This question is not about the definition of unaligned data accesses, but why memcpy
silences the UBsan findings whereas type casting does not, despite generating the same assembly code.
I have some example code to parse a protocol that sends a byte array segmented into groups of six bytes.
void f(u8 *ba) {
// I know this array's length is a multiple of 6
u8 *p = ba;
u32 a = *(u32 *)p;
printf("a = %d\n", a);
p += 4;
u16 b = *(u16 *)p;
printf("b = %d\n", b);
p += 2;
a = *(u32 *)p;
printf("a = %d\n", a);
p += 4;
b = *(u16 *)p;
printf("b = %d\n", b);
}
After incrementing my pointer by 6 and doing another 32-bit read, the UBSan reports an error about a misaligned load.
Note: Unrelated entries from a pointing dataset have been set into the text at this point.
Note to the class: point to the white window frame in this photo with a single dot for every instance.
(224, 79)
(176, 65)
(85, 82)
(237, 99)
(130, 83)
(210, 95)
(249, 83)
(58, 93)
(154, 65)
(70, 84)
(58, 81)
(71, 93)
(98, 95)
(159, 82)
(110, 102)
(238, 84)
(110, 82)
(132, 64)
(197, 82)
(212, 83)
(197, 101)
I suppress this error using memcpy
instead of type-punning, but I don't have a good understanding why. To be clear, here is the same routine without UBSan errors,
void f(u8 *ba) {
// I know this array's length is a multiple of 6 (
u8 *p = ba;
u32 a;
memcpy(&a, p, 4);
printf("a = %d\n", a);
p += 4;
memcpy(&b, p, 2);
printf("b = %d\n", b);
p += 2;
memcpy(&a, p, 4);
printf("a = %d\n", a);
p += 4;
memcpy(&b, p, 2);
printf("b = %d\n", b);
}
Both routines compile to identical assembly code (using movl
for the 32-bit read and movzwl
for the 16-bit read), so why is one undefined behaviour when the other is not? Does memcpy
have some special properties that guarantee something?
I don't want to use memcpy
here because I can't rely on compilers doing a good enough job optimising it.